With seven LNG export projects in various stages of development (two of which Carney has submitted to the Major Projects Office for accelerated approval), Canada could become a preferred supplier to India and its population of more than 1.4 billion.
When asked about India’s need for greater access to Canadian energy, Natural Resources Minister Tim Hodgson said that as middle powers, Canada and India need to get closer in the face of “hegemons” such as the United States that are weaponizing economic integration, part of which includes selling the country more of the products it needs.

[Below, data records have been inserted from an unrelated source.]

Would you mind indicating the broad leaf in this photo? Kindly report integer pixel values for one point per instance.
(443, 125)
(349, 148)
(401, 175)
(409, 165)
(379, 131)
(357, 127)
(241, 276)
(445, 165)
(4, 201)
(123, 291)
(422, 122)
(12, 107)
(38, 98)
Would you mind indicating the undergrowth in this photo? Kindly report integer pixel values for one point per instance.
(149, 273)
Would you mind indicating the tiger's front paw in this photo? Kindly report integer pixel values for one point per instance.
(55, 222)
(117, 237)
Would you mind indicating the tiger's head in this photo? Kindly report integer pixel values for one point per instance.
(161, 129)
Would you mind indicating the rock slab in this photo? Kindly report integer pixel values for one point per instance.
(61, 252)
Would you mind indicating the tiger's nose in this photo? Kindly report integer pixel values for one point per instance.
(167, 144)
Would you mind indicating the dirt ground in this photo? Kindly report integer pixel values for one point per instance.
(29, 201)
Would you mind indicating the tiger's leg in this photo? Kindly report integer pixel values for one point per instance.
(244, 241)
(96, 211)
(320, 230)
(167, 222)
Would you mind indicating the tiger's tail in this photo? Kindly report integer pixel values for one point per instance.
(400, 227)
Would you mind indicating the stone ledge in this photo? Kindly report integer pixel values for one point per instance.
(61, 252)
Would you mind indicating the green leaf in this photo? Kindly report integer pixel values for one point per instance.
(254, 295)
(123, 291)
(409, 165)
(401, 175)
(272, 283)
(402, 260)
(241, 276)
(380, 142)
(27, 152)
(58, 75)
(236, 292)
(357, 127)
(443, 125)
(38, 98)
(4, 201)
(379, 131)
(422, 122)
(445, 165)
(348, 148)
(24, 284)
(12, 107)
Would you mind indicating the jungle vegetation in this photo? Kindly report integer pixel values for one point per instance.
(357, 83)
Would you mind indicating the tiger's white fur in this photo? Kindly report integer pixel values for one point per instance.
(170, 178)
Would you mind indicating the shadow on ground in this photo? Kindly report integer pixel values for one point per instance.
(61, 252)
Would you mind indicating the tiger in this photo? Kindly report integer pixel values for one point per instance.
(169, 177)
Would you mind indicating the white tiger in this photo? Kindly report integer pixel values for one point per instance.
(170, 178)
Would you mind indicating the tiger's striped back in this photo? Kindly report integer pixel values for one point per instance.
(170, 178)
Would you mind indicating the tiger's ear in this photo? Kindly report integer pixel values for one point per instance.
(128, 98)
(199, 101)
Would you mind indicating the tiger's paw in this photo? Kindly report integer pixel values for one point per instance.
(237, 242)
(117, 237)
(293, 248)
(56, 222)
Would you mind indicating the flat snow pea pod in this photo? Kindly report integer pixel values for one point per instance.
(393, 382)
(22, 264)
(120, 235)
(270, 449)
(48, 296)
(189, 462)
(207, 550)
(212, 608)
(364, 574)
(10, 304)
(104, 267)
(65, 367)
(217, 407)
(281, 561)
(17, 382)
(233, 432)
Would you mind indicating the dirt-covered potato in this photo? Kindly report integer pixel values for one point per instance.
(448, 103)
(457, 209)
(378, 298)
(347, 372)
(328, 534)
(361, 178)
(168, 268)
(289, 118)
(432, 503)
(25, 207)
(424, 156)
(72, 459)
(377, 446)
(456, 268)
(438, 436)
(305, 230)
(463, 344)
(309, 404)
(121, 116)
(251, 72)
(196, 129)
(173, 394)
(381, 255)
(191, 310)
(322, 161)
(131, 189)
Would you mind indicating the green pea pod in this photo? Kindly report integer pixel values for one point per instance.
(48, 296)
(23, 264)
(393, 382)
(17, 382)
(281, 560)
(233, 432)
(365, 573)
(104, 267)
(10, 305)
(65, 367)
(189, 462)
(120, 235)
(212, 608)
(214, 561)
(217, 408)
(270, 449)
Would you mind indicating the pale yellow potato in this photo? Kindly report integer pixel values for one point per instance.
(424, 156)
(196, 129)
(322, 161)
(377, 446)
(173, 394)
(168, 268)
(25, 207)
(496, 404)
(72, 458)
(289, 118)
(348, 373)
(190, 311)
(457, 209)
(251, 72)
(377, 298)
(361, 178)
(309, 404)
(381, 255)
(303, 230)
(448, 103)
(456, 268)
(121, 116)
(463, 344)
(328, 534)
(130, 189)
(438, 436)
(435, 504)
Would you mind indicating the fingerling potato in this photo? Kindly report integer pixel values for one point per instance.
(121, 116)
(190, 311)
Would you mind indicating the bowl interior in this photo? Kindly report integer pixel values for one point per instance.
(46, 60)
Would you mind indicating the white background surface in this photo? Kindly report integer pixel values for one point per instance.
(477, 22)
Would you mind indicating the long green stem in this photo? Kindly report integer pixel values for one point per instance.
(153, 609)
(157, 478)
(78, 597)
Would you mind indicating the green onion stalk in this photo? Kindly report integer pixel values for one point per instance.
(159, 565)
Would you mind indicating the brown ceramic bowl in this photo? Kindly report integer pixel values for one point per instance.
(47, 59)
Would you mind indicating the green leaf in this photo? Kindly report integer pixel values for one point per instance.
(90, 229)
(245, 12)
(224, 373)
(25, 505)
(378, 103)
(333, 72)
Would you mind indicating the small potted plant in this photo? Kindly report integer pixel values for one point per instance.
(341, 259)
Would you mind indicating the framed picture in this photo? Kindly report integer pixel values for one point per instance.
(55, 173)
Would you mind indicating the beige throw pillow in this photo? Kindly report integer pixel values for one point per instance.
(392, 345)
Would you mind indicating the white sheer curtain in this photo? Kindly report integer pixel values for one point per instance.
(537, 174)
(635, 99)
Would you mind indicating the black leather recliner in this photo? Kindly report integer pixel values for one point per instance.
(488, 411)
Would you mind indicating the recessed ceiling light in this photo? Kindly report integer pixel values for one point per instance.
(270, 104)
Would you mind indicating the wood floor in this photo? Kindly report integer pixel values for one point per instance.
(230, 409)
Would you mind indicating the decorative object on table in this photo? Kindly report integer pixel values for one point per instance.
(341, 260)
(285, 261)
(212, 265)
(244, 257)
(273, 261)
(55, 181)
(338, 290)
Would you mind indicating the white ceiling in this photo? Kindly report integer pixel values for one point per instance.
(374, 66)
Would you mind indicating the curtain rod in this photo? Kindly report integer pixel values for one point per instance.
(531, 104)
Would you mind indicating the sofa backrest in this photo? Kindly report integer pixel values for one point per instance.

“The prime minister has said he wants us to double our trade with India by the end of the century. I think India is willing to do that as well.
“Frankly, when I went to India a few weeks ago, I was shocked by the positive reception we received,” he said.
Carney and Modi exchanged greetings in Alberta last June, when the two leaders announced they would resume senior diplomatic posts in each other’s countries. (Daryl Dyke/The Canadian Press)
Senator Peter Bohm, a former senior diplomat who now chairs the Senate Foreign Affairs and International Trade Committee, said Carney’s trip has the potential to bring huge opportunities to the Canadian economy, given that the relationship has moved from the “crisis management” phase.
“India needs a lot of energy. There’s a lot – a lot – of potential there,” Boehm said.
“About 98% of our energy goes to the United States, but continuity is uncertain at the moment – outward expansion is the way to go.”